According to state law, public pension funds must be considered “actuarially sound” before paying out a pension increase. Texas state retirees were promised they would retire with dignity and economic security when they began their careers with the state. In order for the Legislature to fulfill that promise, COLA’s must be provided for both ERS and TRS retirees.
During the Interim both the ERS and TRS Boards voted to lower the expected rate of returns for both funds. ERS Lowered their expected rate of return from 8% to 7.5 % and TRS from 8% to 7.25%. What this means is that if action is not taken the ERS Fund will be depleted by 2084 and TRS will not be fully funded for 87 years. Immediate action must be taken to fulfill the states constitutional obligation to fund the pensions to actuarially sound principals.

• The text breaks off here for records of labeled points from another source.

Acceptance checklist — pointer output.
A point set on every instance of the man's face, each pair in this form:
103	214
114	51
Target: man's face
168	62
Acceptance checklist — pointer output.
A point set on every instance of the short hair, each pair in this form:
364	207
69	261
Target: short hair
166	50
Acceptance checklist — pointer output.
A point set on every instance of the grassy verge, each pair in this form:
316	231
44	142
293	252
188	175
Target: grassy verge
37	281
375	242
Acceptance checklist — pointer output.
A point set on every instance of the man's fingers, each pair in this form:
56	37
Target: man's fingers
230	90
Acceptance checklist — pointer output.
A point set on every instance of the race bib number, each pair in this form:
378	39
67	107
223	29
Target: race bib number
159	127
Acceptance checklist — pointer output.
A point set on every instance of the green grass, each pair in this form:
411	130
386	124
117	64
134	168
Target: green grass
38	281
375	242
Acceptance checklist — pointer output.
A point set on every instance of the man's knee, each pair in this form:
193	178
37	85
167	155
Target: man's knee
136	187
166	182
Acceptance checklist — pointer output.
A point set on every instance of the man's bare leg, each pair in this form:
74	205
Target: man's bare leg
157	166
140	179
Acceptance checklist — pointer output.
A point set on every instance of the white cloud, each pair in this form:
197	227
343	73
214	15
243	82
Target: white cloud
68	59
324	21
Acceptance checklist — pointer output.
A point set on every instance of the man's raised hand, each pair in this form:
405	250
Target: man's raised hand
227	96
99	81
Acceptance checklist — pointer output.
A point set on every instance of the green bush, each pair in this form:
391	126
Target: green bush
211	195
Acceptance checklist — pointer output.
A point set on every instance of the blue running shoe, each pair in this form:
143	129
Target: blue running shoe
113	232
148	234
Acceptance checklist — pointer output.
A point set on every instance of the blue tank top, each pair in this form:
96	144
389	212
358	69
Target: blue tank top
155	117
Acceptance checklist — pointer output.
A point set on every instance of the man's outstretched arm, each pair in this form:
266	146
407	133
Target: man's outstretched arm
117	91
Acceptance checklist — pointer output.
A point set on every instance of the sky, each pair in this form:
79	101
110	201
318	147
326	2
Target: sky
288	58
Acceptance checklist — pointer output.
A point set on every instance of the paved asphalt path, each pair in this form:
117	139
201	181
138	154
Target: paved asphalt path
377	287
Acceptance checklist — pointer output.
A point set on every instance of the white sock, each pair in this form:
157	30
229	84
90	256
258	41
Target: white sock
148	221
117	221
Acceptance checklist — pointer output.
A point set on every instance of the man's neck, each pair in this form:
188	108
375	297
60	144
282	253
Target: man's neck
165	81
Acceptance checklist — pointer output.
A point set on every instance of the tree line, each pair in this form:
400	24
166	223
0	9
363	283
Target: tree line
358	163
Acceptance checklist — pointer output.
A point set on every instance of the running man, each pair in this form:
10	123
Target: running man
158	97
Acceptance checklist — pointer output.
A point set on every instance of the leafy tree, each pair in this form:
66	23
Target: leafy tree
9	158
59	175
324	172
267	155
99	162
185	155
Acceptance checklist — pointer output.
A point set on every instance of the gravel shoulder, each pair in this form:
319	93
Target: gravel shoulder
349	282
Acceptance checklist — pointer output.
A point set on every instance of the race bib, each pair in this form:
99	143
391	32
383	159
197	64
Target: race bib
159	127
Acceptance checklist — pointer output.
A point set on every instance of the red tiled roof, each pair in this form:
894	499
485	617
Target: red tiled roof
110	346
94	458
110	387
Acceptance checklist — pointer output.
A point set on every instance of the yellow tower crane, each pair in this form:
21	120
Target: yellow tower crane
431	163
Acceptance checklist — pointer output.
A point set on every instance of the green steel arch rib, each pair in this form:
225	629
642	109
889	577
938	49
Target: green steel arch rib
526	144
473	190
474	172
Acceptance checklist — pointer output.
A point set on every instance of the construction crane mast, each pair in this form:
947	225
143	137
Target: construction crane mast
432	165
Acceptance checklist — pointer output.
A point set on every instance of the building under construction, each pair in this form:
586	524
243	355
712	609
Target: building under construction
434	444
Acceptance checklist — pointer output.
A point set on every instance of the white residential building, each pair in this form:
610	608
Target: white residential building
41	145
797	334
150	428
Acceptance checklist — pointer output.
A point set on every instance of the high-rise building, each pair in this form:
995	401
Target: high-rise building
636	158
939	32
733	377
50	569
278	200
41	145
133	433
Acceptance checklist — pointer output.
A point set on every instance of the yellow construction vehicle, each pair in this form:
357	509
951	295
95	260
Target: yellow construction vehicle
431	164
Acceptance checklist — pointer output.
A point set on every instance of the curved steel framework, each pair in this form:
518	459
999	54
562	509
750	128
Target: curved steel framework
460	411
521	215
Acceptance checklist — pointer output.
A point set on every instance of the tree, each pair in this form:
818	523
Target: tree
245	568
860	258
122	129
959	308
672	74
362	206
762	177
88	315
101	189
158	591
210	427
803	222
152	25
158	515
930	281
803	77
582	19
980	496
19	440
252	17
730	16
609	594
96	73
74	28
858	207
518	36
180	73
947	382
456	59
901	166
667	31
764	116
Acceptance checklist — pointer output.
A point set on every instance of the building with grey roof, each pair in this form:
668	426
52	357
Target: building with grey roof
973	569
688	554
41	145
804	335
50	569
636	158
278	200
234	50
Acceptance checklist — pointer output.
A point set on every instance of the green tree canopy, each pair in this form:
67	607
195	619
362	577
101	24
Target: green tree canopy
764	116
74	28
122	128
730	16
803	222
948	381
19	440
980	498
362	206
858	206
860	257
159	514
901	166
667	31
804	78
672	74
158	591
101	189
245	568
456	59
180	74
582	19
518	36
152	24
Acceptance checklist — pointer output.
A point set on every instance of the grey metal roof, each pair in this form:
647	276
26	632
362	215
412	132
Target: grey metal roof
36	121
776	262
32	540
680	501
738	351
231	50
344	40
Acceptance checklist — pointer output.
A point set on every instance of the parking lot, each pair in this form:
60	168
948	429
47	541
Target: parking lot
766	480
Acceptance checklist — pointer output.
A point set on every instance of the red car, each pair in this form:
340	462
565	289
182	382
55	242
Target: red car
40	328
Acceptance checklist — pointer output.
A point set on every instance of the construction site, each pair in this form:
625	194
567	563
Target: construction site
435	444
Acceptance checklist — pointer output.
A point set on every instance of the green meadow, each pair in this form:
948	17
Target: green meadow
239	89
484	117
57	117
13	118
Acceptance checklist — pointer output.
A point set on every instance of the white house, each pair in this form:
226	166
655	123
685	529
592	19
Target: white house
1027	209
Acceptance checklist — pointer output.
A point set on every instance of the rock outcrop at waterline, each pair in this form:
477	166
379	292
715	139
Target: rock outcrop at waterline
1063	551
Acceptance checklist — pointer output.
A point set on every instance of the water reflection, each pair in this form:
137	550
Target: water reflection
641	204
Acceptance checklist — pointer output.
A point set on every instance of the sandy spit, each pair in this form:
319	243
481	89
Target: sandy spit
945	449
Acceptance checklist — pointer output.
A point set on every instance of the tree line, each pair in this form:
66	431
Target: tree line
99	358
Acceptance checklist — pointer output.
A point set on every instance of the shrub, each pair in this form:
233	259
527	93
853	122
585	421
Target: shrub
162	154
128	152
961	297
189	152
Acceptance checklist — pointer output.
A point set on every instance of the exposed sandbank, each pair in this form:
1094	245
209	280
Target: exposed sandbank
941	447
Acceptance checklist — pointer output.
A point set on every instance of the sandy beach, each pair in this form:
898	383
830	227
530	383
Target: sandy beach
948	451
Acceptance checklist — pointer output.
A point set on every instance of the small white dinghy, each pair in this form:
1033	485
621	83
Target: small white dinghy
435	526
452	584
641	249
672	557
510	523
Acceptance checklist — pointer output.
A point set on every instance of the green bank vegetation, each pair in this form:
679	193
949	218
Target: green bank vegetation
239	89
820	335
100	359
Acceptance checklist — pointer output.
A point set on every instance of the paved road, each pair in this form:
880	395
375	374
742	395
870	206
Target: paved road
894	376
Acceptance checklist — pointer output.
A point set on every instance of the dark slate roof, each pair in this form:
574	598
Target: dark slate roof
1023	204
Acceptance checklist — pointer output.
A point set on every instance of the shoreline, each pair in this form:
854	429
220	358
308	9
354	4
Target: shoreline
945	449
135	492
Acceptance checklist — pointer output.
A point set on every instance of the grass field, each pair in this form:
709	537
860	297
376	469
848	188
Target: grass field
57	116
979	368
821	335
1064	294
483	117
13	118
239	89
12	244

Include Juvenile Justice Employees in LECORSF
ERS’s “Law Enforcement and Custodial Officers Supplemental Retirement Fund (LECOSRF)” was designed for state employees who deal with offenders on a daily basis. It allows staff in positions with a high rate of injury to retire after 20 years of service as long as they are over the age of 57.
JCO’s and Case Managers in the Texas Juvenile Justice Department work in a dangerous environment with the highest injury rate of all state agencies and one of the highest turnover rates. They need to be included to help reduce turnover and shorten the amount of time employees have to work in such a dangerous environment. Many TJJD staff get seriously injured before they can meet the rule of 80 and retire through the current system. They need a 20-year retirement plan for the stress and risk they have to endure working in TJJD.